The next month in November 1980, Ronald Reagan was elected U.S. President. Donald Rumsfeld (former congressman from Skokie, Illinois, former White House Chief of Staff, and twice former Secretary of Defense) had been President of G.D. Searle since January 1977. He left Searle and joined the Reagan transition team. A full court press began against the FDA's board decision to suspend aspartame approval.
In meetings a few months later in January 1981, Rumsfeld told a corporate sales meeting attendee that he would call in his chips and get aspartame approved by the end of the year. On January 25th, the day President Reagan took office, the previous FDA commissioner's authority was suspended, and the next month, the appointed commissioner's job went to Dr. Arthur Hull Hayes.
According to Turner, transition records do not show why the administration chose Dr. Hayes, a professor and Defense Department contract researcher. In July of that year, Dr. Hayes, defying the FDA aspartame, approved aspartame for dry foods - his first major decision in office. In November 1983, the FDA approved aspartame for soft drinks - Hayes' last decision.
By November 1983, Hayes was under fire for accepting corporate gifts, and left the agency to work at Searle's public-relations firm as senior medical advisor. Shortly after the FDA soft-drink approval, Searle began test marketing, and complaints began to arrive at the FDA's doorstep, such as:
- Dizziness
- Blurred vision
- Headaches
- Seizures
The complaints were more serious than the agency had ever received on any food additive. At the same time, independent research scientists began looking more closely at the dangers of this manufactured chemical sweetener.
In 1985, the FDA asked the Centers for Disease Control (CDC) to review the first 650 complaints on aspartame (there were over 10,000 registered complaints as early as 1991). The CDC realized that the symptoms in approximately twenty-five percent of the complainants stopped and then restarted, either purposely or by accident, when aspartame use was stopped and then restarted. The FDA discounted their report.
Time progressed and aspartame use increased, and according to data released by 1995, human brain tumors, like those in the animal studies, had risen ten percent, and previously benign tumors grew forcefully. Searle and the FDA deputy commissioner defended that the data posed no problem. Two years later, this FDA deputy commissioner became vice president of clinical research for Searle. 3
From 1985 to 1995, approximately 400 aspartame research studies were performed both by Searle researchers and independent scientists. Most interestingly, those studies finding no problems with aspartame were one hundred percent funded by G.D. Searle. All studies funded by non-industry sources raised very serious questions and doubts concerning aspartame's safety in the public food supply.

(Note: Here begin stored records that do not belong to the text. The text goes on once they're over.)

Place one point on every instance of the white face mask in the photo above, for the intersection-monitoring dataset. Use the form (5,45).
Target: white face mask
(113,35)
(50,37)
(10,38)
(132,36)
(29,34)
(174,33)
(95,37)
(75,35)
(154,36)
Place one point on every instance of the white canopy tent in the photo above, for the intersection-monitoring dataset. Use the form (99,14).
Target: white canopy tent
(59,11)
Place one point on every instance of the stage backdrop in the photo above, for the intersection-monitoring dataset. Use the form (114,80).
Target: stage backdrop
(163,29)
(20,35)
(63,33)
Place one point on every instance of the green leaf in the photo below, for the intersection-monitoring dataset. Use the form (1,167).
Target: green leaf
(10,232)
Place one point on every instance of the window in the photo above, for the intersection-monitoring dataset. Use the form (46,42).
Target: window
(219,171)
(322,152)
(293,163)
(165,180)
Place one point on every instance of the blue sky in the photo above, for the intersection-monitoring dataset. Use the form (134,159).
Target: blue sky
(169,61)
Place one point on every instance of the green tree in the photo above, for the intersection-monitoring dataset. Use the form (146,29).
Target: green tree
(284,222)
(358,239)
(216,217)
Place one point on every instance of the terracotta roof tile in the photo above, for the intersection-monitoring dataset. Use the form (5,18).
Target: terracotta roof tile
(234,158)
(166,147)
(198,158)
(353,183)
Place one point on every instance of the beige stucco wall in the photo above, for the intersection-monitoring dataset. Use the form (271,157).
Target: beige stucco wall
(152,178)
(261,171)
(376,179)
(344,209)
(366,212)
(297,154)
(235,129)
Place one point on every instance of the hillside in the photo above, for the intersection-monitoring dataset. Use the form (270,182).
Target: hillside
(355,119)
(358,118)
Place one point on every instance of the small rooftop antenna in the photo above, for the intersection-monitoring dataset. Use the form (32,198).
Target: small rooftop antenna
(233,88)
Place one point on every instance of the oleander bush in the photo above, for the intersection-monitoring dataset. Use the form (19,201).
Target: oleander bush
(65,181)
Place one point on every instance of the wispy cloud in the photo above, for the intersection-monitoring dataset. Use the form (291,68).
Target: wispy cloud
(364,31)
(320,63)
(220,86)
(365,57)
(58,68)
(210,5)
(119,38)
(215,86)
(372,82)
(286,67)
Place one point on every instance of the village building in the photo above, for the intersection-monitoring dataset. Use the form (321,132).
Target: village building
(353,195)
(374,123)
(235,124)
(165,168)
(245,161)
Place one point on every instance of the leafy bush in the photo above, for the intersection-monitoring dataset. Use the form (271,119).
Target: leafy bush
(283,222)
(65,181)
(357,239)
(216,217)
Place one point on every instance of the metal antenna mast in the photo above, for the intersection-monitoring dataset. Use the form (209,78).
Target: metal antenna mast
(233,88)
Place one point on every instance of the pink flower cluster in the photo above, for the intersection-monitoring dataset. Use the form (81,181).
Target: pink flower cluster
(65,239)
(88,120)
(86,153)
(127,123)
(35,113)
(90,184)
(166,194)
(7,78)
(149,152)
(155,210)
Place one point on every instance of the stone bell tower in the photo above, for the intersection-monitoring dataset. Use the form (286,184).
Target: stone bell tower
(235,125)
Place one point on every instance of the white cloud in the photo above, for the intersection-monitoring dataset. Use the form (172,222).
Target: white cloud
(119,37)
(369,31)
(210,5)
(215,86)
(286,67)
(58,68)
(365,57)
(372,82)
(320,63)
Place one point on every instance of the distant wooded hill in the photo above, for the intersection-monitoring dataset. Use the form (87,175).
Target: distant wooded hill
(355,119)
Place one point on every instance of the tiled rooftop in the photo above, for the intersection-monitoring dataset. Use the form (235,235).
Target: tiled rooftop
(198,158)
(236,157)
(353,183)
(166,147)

"Given this record, it is little wonder that many health-conscious people believe avoiding NutraSweet improves their quality of life," states Turner, "If and when a scientific consensus concludes that aspartame puts some, if not all , of its consumers at risk, it will be much too late. The point is to eat safely now. Remember: the brain you save may be your own."
1 Hull, JS. Sweet Poison: How The World's Most Popular Artificial Sweetener Is Killing Us-My Story. New Horizon Press, 1997.
2 http://www.cfsan.fda.gov/~lrd/foodaddi.html
3 Hull, JS. Sweet Poison: How The World's Most Popular Artificial Sweetener Is Killing Us-My Story. New Horizon Press, 1997.